Many conferences dedicate part of the exhibit hall to technical posters, where presenters spend about an hour discussing their work with passers-by who have a shared interest in their topic. After much time and effort spent in preparation, most presenting authors are disappointed by the number of people who stop by.

Here’s why.

Leading up to each conference, communications staff often engage in a tug-of-war with poster presenters over the number of words (we want few; they usually want many) and graphic design (simple, clean, large vs. many, small, and often difficult to understand).

The creative tension is easy to understand; presenting technical staff are wedded to their work, and they want to share each and every detail of their impressive achievements and lessons learned. Communications staff want to create a compelling design that will set apart our staff’s work and attract the passers-by to our presenters.

Consider that the real exchange of information happens not by reading the poster but by engaging in a conversation with the presenter;  the conversation can’t happen unless passers-by are compelled to stop.

The design of this eye-catching poster that was presented at APHA 2014 engages readers with easy-to-digest information and clear, simple graphics.
The design of this eye-catching poster that was presented at APHA 2014 engages readers with easy-to-digest information and clear, simple graphics. Bravo, we say!

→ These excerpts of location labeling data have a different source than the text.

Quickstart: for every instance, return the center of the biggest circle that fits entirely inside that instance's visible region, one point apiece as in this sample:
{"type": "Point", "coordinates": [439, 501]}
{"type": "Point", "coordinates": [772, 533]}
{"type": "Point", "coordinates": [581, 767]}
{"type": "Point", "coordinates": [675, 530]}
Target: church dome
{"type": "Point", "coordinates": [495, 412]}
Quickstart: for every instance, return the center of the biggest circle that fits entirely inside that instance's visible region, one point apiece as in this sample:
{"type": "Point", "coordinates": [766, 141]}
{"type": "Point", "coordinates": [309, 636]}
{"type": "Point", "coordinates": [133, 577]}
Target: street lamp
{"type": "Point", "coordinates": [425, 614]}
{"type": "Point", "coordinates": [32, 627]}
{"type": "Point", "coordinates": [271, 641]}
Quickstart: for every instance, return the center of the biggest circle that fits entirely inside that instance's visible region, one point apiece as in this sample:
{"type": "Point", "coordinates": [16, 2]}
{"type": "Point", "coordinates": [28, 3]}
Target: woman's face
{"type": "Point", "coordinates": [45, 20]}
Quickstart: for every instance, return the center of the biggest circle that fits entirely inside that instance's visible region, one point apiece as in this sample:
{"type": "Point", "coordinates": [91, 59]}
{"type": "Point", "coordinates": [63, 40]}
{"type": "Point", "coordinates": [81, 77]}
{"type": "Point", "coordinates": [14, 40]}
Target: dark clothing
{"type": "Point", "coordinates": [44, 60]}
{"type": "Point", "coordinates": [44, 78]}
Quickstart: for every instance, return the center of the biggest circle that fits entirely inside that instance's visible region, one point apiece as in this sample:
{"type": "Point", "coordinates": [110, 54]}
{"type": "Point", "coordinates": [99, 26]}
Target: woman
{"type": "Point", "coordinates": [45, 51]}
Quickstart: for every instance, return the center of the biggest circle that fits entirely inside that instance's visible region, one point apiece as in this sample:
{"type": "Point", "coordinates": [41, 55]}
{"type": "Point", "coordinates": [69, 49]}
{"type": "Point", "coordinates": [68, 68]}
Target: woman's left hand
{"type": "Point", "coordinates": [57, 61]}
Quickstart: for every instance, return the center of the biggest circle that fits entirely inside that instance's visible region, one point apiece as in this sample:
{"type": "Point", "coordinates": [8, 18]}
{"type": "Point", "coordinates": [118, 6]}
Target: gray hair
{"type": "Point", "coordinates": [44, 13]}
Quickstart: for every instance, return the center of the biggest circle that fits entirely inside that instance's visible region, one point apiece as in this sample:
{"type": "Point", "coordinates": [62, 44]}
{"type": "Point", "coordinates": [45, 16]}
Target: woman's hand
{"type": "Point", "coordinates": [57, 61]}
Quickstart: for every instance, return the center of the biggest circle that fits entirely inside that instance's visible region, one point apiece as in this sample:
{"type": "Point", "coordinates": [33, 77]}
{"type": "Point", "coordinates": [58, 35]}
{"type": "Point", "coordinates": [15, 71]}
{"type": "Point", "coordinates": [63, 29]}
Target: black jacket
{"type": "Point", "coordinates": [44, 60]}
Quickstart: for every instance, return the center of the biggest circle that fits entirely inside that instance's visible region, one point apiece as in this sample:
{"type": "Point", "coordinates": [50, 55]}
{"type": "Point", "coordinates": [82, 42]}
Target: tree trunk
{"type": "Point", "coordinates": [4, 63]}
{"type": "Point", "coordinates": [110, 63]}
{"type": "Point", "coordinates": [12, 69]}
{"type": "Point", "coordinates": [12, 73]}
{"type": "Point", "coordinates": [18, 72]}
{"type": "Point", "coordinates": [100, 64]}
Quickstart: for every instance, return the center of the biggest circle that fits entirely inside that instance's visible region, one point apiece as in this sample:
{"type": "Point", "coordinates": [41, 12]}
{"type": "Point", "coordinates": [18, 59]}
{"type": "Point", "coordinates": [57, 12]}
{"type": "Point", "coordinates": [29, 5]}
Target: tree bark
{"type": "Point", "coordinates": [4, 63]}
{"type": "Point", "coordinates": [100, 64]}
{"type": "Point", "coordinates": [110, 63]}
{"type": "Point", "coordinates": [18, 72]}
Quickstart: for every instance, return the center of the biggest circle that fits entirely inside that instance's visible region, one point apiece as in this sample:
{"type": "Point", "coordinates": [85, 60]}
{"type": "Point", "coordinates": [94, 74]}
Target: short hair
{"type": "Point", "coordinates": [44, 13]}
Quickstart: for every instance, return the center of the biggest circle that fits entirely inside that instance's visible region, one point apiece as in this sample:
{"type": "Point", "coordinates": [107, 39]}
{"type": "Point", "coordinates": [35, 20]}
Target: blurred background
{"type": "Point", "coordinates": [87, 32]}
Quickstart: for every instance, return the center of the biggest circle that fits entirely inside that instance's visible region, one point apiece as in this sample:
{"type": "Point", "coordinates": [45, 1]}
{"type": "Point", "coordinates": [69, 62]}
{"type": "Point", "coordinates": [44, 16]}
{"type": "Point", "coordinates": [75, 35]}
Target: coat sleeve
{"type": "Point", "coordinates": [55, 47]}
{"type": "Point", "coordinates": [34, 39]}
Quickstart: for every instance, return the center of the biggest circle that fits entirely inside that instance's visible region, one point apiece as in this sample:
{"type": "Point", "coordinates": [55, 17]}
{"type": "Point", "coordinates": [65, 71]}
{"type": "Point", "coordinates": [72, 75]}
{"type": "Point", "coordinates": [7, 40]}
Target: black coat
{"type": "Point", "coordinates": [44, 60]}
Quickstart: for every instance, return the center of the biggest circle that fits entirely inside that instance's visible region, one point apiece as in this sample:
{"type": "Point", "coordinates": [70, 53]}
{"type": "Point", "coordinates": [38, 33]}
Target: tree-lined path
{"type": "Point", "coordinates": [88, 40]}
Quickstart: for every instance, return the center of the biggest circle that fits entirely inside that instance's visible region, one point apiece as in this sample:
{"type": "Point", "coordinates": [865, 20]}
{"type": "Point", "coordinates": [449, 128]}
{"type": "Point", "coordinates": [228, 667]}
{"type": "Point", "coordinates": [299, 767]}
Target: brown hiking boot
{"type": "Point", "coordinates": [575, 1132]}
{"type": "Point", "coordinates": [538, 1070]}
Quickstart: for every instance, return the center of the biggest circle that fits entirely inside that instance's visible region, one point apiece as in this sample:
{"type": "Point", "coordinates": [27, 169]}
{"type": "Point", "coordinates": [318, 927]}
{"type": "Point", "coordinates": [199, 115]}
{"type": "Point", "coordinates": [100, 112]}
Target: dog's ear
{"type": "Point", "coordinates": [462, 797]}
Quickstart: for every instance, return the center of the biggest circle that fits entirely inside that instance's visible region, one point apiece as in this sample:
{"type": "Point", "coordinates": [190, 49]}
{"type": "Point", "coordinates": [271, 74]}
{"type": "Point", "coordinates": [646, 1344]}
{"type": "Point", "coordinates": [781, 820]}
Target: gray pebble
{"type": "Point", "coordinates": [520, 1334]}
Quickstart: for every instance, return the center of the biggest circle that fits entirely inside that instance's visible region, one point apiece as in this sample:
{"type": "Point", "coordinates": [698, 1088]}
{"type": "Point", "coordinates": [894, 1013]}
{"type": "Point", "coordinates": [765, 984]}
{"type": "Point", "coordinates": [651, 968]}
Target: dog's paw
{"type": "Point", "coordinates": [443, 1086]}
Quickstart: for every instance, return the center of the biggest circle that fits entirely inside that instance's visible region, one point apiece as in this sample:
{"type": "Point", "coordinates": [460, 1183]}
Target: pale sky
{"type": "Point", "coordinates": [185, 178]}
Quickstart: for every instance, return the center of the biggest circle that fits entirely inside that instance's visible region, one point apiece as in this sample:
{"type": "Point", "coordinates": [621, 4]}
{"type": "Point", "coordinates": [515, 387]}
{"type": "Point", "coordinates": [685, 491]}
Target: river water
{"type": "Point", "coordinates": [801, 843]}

At the APHA conference, one poster in particular caught my attention like no other, so I share it here as an example of best practice.  Unsurprisingly, the presenter from Booz Allen Hamilton (Booz is one of 13 partners with JSI on the Supply Chain Management Systems) was so fully engaged in discussion that I gave up trying to ask him how such a nice design happened. But based on my experience, here’s the likely scenario:

  • I’ll bet Booz Allen has a policy that requires that all external communications go through communications for review and design
  • The author engaged with an editor and graphic designer weeks in advance
  • They discussed who attends APHA and agreed the key messages of the presentation
  • The editor cut the original number of words by a half to two-thirds
  • The editor and author spent considerable time honing the headline
  • The designer engaged with the author in a conversation about what images would be most appropriate to convey data; considering the topic, they agreed on the image of a highway
  • The author came to APHA with a product that he’s proud of

Communications staff bristle when asked to “make this pretty.”  While the Booz poster isn’t exactly “pretty,” it grabbed my attention and hooked me with easy-to-digest information that left me wanting to know more about this work—the hallmarks of an effective poster.